Les patients risquent de ne pas remarquer de changements immédiats, mais chez les radiologues, c'est l'inquiétude qui prime. Après deux mois de pourparlers, les syndicats de médecins libéraux et la Caisse nationale de l'Assurance maladie (Cnam) n'ont pas réussi à établir un accord pour réguler les dépenses en imagerie médicale. De fait, des réductions de tarifs sur certains actes techniques seront imposées dès juillet.
Rappelons que la loi de financement de la Sécurité sociale (LFSS) pour 2025 prévoyait de réduire de 300 millions d'euros les dépenses d'imagerie médicale d'ici 2027. Pour atteindre cet objectif, l'Assurance maladie avait planifié des baisses tarifaires en deux temps : d'abord en octobre 2025, puis en juillet 2026.
Il est important de noter que les tarifs des actes techniques ne doivent pas être confondus avec ceux des consultations. Souvent, les spécialistes ne peuvent pas facturer les deux lors d'une même consultation, ce qui est une source de frustration pour beaucoup de médecins.
En quête de pertinence dans les actes
À la suite d'une grève des médecins à l'automne dernier, des négociations ont été relancées avec les syndicats, visant à améliorer la "pertinence" des actes médicaux. De nombreux médecins pointent une redondance et une inefficacité qui grèvent non seulement leurs ressources, mais aussi le parcours de soins des patients.
Dans un communiqué du 16 juin, la Cnam a pris note de la décision des syndicats de ne pas signer le texte proposé, qui offrait de réduire de moitié les baisses de tarifs initialement prévues et d'introduire de nouveaux programmes de pertinence.
La Cnam a indiqué : "Conformément à la loi, les baisses tarifaires initialement prévues seront mises en oeuvre".
Un rapport de l'Inspection générale des finances (IGF) a révélé que les dépenses liées à l'activité des radiologues en ville avaient atteint 3,8 milliards d'euros en 2024, enregistrant une hausse de 22 % depuis 2019. Les initiatives de pertinence mises en place par l'Assurance maladie n'ont donc pas produit les résultats escomptés.
Une "rupture du contrat de confiance"
Les futures baisses tarifaires affecteront gravement des spécialités telles que la radiologie, la cardiologie, et la médecine nucléaire. Philippe Cuq, co-président d'Avenir Spé-Le Bloc, souligne cette situation comme un signe alarmant d'une "rupture du contrat de confiance" entre les médecins et les autorités sanitaires.
Les syndicats de médecins ont proposé des initiatives visant à améliorer la pertinence des soins, mais se disent déçus du manque de prise en compte de ces propositions par la Cnam, qui semble ignorer les efforts de la profession. Un porte-parole du syndicat SML avertit que les médecins ne refusent pas de contribuer aux efforts de réduction des coûts, mais qu'ils ne veulent pas porter l'entière responsabilité de cet investissement.

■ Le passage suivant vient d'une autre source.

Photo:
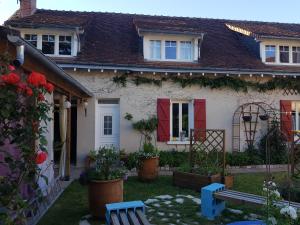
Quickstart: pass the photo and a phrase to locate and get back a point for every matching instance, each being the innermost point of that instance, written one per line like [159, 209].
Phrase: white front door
[109, 125]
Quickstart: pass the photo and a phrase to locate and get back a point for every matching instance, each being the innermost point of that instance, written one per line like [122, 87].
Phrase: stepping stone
[235, 211]
[179, 200]
[150, 201]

"Les médecins libéraux acceptent de participer à l'effort collectif, mais ne souhaitent pas en subir seuls les conséquences, au détriment de l'innovation et des soins aux patients".

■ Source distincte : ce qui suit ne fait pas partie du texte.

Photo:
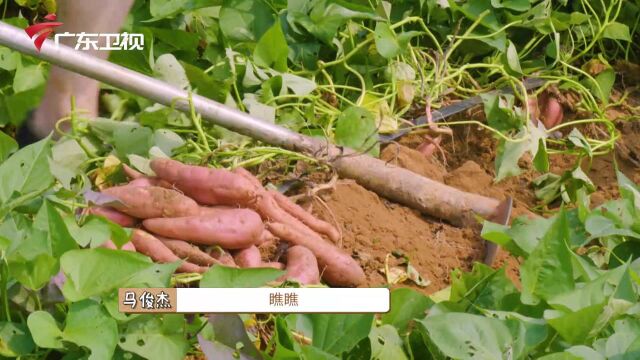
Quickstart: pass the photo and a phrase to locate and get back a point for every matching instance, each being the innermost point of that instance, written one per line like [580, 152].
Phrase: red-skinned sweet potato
[302, 266]
[301, 214]
[152, 202]
[188, 252]
[222, 256]
[248, 258]
[231, 229]
[553, 113]
[112, 215]
[205, 185]
[110, 245]
[151, 246]
[337, 268]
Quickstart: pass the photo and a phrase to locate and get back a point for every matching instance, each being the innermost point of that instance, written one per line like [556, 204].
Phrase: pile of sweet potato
[207, 216]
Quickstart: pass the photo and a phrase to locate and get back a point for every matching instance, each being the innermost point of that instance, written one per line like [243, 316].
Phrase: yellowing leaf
[385, 121]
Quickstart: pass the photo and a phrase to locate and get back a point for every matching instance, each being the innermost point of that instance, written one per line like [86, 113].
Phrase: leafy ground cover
[346, 71]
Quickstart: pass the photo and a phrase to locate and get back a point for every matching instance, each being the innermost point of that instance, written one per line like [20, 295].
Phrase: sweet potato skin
[248, 258]
[302, 266]
[188, 252]
[151, 246]
[553, 113]
[126, 247]
[206, 185]
[222, 256]
[337, 268]
[308, 219]
[112, 215]
[231, 229]
[152, 202]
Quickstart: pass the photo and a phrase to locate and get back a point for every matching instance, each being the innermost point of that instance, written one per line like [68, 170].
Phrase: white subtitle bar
[255, 300]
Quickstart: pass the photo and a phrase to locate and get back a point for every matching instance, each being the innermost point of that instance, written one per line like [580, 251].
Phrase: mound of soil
[373, 228]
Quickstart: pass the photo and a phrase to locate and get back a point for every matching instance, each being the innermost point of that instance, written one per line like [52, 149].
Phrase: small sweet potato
[110, 245]
[152, 202]
[222, 256]
[112, 215]
[302, 266]
[188, 252]
[151, 246]
[274, 264]
[205, 185]
[132, 173]
[553, 113]
[337, 268]
[248, 258]
[231, 229]
[301, 214]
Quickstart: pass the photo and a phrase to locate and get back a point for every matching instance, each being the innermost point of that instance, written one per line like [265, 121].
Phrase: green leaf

La tension entre le corps médical et les autorités sanitaires est palpante et pourrait perdurer, engageant une nouvelle phase de conflit. Cet impasse dans les négociations sur les tarifs des actes s'inscrit dans un contexte plus large, puisque les consultations des spécialistes, notamment celles des médecins en secteur 2, continuent d'afficher des dépassements d'honoraires significatifs.